048 Success and Complications of Individual Treatment Methods for Paroxysmal Atrial Fibrillation.
Kapur AK, Stiell IG, Wells GA, Brison RJ, Mortensen M. Division of Emergency Medicine, University of Ottawa. Ottawa, ON.
OBJECTIVES: To compare the proportion of paroxysmal atrial fibrillation (PAF) patients who convert to sinus rhythm in the ED with rate control agents (RC), pharmacologic agents (PHARM) or electrical cardioversion (ELEC). To determine the proportion of patients in each group who suffer complications in the ED. METHODS: This 6-month prospective cohort study, conducted at 3 university-affiliated hospital EDs, enrolled all adult patients who presented to the ED with <48 hours of clinically stable PAF. Success was determined by the ED physician's interpretation of the ECG. Complications were determined by review of the patient's ED chart and vital signs. Proportions, with 95% confidence intervals (CI), were compared using chi-square. RESULTS: We enrolled 169 patients; 81 in the RC group, 127 PHARM, 57 ELEC, and 12 received no treatment (some patients received more than 1 treatment). 7 of the untreated patients (58.3%, CI: 32.0%-80.7%) and 4 RC patients (4.9%, CI: 1.9%-12.0%) spontaneously converted. 65 PHARM patients (51.2%, CI: 42.6%-59.7%) and 50 ELEC patients cardioverted (87.7%, CI: 76.8%-93.9%). None of the untreated patients had complications (0.0%, CI: 0.0%-24.3%). 2 RC patients had complications (2.5%, CI: 0.7%-8.6%). 4 PHARM patients had complications (3.1%, CI: 1.2%-7.8%) and 1 of them was admitted (0.8%, CI: 0.1%-4.3%). 9 ELEC patients had complications (15.8%, CI: 8.5%-27.4%) and 1 of them was admitted (1.8%, CI: 0.3%-9.3%). Electrical cardioversion was less successful if preceded by rate control (73.9% vs 97.1%, p = 0.01). Pharmacologic conversion was also less successful if preceded by rate control (73.7% vs 88.1%) but this was not significant (p = 0.10). CONCLUSIONS: Electrical cardioversion was the most successful treatment method. Administration of rate control agents decreased the success of the other treatment methods. Most complications were minor and did not lead to admission. This suggests that primary electrical cardioversion is the optimal ED treatment for PAF.
049 Closed Reduction of Distal Radius Fractures in the Emergency Room: Factors Associated with Orthopedic Intervention.
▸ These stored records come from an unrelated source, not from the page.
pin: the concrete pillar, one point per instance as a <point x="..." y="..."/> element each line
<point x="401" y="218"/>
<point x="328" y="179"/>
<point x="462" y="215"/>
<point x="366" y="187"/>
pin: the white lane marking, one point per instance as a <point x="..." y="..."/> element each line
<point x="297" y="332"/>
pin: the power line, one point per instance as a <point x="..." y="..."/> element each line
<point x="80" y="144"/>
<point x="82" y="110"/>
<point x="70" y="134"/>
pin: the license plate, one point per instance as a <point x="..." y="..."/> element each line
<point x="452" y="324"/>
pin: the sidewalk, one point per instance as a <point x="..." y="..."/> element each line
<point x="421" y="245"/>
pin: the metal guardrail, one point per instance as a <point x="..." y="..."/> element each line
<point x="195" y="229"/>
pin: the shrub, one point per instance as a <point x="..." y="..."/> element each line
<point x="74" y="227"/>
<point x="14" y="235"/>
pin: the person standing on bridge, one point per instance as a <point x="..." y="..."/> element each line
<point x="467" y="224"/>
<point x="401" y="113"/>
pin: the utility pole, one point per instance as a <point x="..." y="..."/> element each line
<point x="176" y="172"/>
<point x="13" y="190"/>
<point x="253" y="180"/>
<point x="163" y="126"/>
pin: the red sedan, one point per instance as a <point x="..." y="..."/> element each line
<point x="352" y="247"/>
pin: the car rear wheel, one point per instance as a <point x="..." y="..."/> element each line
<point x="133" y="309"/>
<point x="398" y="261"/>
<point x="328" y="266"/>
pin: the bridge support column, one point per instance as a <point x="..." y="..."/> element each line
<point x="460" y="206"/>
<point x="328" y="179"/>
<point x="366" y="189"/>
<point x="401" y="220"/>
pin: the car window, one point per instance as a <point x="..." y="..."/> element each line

Skoretz TG, Eisenhauer M, Amir H. London Health Sciences Centre, University of Western Ontario. London, ON.
OBJECTIVE: To describe patient and radiographic characteristics associated with Orthopedic intervention in patients that received closed reduction of a distal radius fracture in the Emergency Room. INTRODUCTION: Closed reduction of a distal radius fracture is a time consuming and laborious procedure. Despite closed reduction in the ER, many patients will go on to further manipulation and/or operative repair by the Orthopedic Surgery service. Discovering factors that predict future Orthopedic intervention may be helpful in the management of this common injury. METHODS: The Emergency Room logbook and billing records were reviewed for all adult patients that underwent a closed reduction of a distal radius fracture by the Emergency Medicine service at London Health Sciences Centre-South Street, a tertiary care centre, in 2000. Hospital charts and presenting wrist radiographs were reviewed. Multivariate analysis was used to calculate predictors of Orthopedic intervention (repeat closed reduction or operative repair). In addition, multiple reviewers assessed initial radiographs to calculate inter-rater reliability in extracting 5 different x-ray variables. RESULTS: A total of 71 distal radius fractures underwent closed reduction by the Emergency Room medical staff at LHSC-South Street. Seventy charts were available for review. Initial radiographs of the injured wrist were available in 56 patients. Analyses showed that patient age (OR = 0.952) and initial dorsal angulation (OR = 0.964) were associated with Orthopedic intervention. Analyses of inter-rater reliability demonstrated fair to excellent reliability in extraction of radiographic variables. CONCLUSION: In the sample of patients reviewed, patient age and initial dorsal angulation were predictive of future Orthopedic intervention. In addition, inter-rater reliability in extracting x-ray data was considered good overall, but variability existed.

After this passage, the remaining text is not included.